Census Bureau to States: Count Prisoners Where You Want
The U.S. Census Bureau has agreed to release 2010 population data in a way that will give states the option of whether or not to count prisoners as residents of the county where they’re incarcerated. Although it’s too late for prisoners to be counted at their home addresses in the 2010 Census, this announcement paves at least some of the way for reforms being urged by civil rights groups around the country to eliminate the practice of so-called “prison gerrymandering.” The New York Times reports:
A number of states — including Florida, Illinois, Maryland, New York and Wisconsin — are weighing legislation requiring that prisoners be counted at their last known address — for purposes of reapportionment, a change that would likely favor larger and mostly Democratic cities.

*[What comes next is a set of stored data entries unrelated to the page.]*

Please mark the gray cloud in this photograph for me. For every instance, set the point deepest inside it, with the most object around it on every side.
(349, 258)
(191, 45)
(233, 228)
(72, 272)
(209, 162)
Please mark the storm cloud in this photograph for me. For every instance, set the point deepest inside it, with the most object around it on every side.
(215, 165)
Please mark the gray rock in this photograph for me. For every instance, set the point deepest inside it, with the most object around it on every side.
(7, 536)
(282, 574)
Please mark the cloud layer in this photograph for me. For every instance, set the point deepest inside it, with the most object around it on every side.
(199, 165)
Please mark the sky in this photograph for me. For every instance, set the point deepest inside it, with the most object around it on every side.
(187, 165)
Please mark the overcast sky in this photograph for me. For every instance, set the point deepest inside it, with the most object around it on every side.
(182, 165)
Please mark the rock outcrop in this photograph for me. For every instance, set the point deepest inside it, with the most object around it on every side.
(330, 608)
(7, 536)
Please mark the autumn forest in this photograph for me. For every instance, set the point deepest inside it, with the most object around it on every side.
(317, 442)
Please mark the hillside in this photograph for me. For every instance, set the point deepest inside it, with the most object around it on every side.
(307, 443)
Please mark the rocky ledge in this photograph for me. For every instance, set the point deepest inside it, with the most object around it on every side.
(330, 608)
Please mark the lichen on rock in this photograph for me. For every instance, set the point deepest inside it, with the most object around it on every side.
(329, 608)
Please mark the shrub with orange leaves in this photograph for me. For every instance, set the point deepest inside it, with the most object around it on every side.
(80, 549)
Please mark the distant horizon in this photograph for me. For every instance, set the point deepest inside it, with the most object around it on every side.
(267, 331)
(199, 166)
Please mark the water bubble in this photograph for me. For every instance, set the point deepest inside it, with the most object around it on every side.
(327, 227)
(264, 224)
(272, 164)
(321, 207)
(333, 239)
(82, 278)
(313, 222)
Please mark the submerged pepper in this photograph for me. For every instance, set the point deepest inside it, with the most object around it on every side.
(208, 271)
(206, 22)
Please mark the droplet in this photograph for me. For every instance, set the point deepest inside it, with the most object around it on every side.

In New York, the change could prove pivotal because of the see-saw fight for control of the State Senate and the fact that the state faces the loss of at least one Congressional seat after the 2010 census.
“Most people in prison in America are urban and African-American or Latino,” Representative William Lacy Clay, a Missouri Democrat who is chairman of the census subcommittee, wrote the bureau, but the 2010 census “will again be counting incarcerated people as residents of the rural, predominantly white communities that contain prisons.”
Other groups that have lobbied for the change include the Brennan Center for Justice at New York University Law School, the NAACP Legal Defense and Education Fund Inc. and Demos, a research and advocacy organization.